The Preceding Investigation: The micro-benchmark results showing FlashInfer's CUTLASS path outperforming sgl_kernel, the discovery of failing tile configs, and the web research into NVIDIA's spec numbers are all necessary context.
Output Knowledge Created
This message transforms scattered data points into a coherent diagnosis. Before it, the team knew that throughput was lower than expected, that certain tiles failed, and that the spec was 4 PFLOPS. After it, they understand:
- The bottleneck is compute, not communication — but not in the usual sense. The compute units are underutilized because the workload shapes are too small to amortize kernel launch overhead and memory access costs.
- The gap is quantitative, not qualitative — the kernels achieve 70% of dense peak on large matrices. The problem is workload geometry, not kernel quality.
- Only two levers exist — grouped GEMM fusion and higher concurrency. Neither is easy to improve dramatically.
- The failing tiles are a concrete target — if the M128×N256 and M256×N128 tiles can be made to work, they would directly improve the compute-to-communication ratio.
- The efficiency numbers are sobering — 0.04% of peak during decode is not a bug to be fixed but a fundamental consequence of the model architecture and hardware constraints.
The Broader Significance
Message [msg 891] represents a turning point in the optimization effort. The earlier phases had been about making things work: installing drivers, resolving build issues, getting the model to run without crashing. This message marks the transition to understanding why performance is what it is. It is the moment when the team stops guessing and starts measuring against theory.
The message also demonstrates a valuable engineering practice: using wait time productively. The assistant had ~90 seconds while the server loaded. Instead of idling, it produced a synthesis that would guide the next phase of work. The "while waiting" framing is not an apology—it is a statement of intent. The analysis is important enough to write down even when there is no immediate action to take.

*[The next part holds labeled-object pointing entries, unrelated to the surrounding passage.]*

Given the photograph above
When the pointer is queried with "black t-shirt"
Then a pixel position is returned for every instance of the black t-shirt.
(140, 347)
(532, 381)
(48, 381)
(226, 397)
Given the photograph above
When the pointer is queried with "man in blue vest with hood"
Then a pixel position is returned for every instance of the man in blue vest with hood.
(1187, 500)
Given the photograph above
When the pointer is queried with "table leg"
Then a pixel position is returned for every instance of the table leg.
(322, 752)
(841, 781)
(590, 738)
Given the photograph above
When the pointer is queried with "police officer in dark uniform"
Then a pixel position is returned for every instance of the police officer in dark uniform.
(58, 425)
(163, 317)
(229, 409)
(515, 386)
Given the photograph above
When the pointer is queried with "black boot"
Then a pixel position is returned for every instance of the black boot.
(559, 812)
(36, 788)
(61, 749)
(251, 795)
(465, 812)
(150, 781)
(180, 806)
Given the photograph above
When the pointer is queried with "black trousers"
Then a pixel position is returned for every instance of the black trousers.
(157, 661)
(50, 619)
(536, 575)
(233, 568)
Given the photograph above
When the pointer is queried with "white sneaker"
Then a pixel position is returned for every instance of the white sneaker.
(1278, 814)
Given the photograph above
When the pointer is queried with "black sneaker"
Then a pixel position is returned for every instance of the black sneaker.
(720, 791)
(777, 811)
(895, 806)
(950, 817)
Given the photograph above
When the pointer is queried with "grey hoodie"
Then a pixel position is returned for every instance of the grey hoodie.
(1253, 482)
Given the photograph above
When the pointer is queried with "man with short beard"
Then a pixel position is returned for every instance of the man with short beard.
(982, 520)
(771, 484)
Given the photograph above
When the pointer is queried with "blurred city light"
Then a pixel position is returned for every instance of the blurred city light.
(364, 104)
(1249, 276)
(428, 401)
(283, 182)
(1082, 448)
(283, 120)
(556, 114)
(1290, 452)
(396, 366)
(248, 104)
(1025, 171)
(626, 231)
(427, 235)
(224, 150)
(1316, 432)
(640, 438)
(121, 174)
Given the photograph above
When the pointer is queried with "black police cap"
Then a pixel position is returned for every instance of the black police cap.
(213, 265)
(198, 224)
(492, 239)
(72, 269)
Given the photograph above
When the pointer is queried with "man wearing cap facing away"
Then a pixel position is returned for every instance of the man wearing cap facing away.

The subsequent messages in the session build directly on this foundation. The assistant goes on to tune server parameters, achieving a 28% throughput improvement, and then documents optimization approaches in a series of glb5improvement-xx.md files. But the core diagnosis from message [msg 891] remains unchanged: the model is compute-bound in the worst possible way, with tiny GEMMs that cannot saturate the GPU's enormous FP4 throughput. The optimizations that follow are all attempts to work around this fundamental constraint—by increasing concurrency, fusing operations, or finding kernel configurations that squeeze more efficiency from the hardware.
In the end, the message is a testament to the value of quantitative reasoning in performance engineering. It does not offer easy answers. It offers a precise description of the problem, grounded in arithmetic that anyone can verify. And that, often, is the most valuable contribution an engineer can make.